With this year’s theme, “Relationships that Heal: Choosing Connection over Control,” attendees came together to explore the importance of nurturing productive relationships. They heard presentations by two guest speakers and attended interactive workshops on curriculum development, challenging behaviors, working with families, emotionally responsive practice, and more.
The featured keynote speaker was Deidre Quinlan, licensed clinical social worker and project and professional development director at Circle of Security International, an early intervention program. Using the Circle of Security lens, Quinlan explored how behaviors feel from the inside, not just how they look from the outside, giving attendees a method for analyzing the impact of their own feelings and behaviors on children in their care and a better understanding of how children depend on relationships with adults to grow and develop.
Participants also attended a featured presentation from Soyoung Park, director of programs in early childhood special education at Bank Street Graduate School and a former special education and inclusion teacher. Park explored what it means to create communities of care when we live and work in an unjust society that pushes us towards control. Through stories of children, families, and educators, she discussed opportunities to collectively reimagine institutions that aim to “fix,” control and manage young children and families who are too often othered in our social systems, reframing responses so that fear becomes curiosity, perceived deficit becomes genius, and a desire to control becomes a desire to connect.

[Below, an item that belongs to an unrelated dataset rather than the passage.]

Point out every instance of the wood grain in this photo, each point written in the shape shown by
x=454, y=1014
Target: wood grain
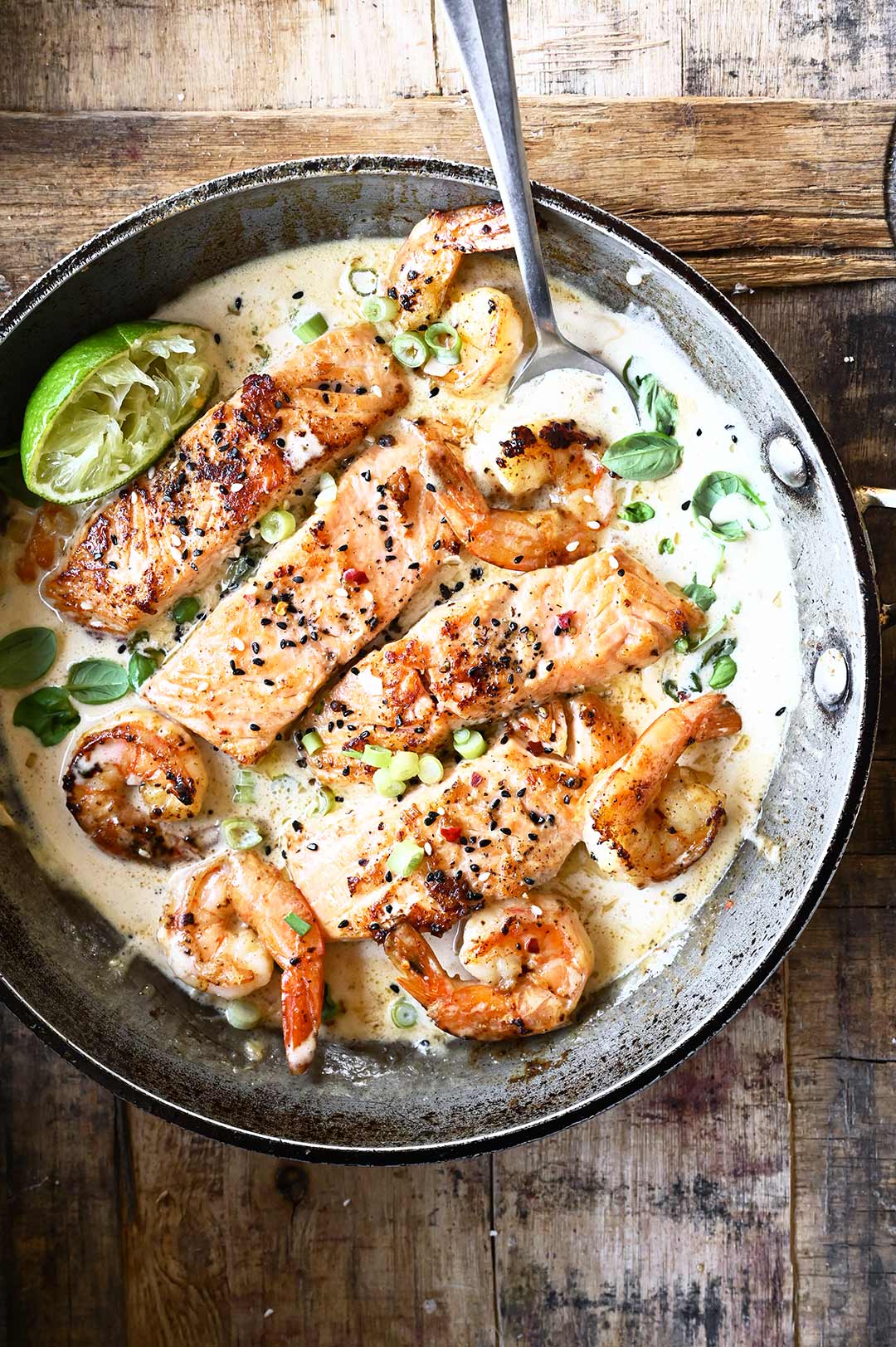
x=753, y=193
x=164, y=54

Over the course of the three days, attendees selected from an array of Interactive workshops led by early childhood development experts from around the country, including Bank Street faculty and staff. Topics included Navigating Difficult Conversations with Families, Welcoming Spanish-Speaking Children and Families in the Classroom, A Developmental Approach to Music with Infants and Toddlers, and Conscious Discipline, among many others.
Margie Brickley, GSE ‘89, is co-director of the Infancy Institute (with Yasmin Dorrian, GSE ’13) and a supervised fieldwork advisor and course instructor in the Infant and Family Development and Early Intervention Program at Bank Street Graduate School of Education. She said, “Our conference provides a generative space for knowledgeable infant/toddler practitioners to connect with each other and gain new ideas for their daily work. This year, they learned about creating communities of care, as well as ways to promote attachment and security in early care, but every year, they renew their commitment to the children and families they serve by learning more about their work and themselves as professionals.”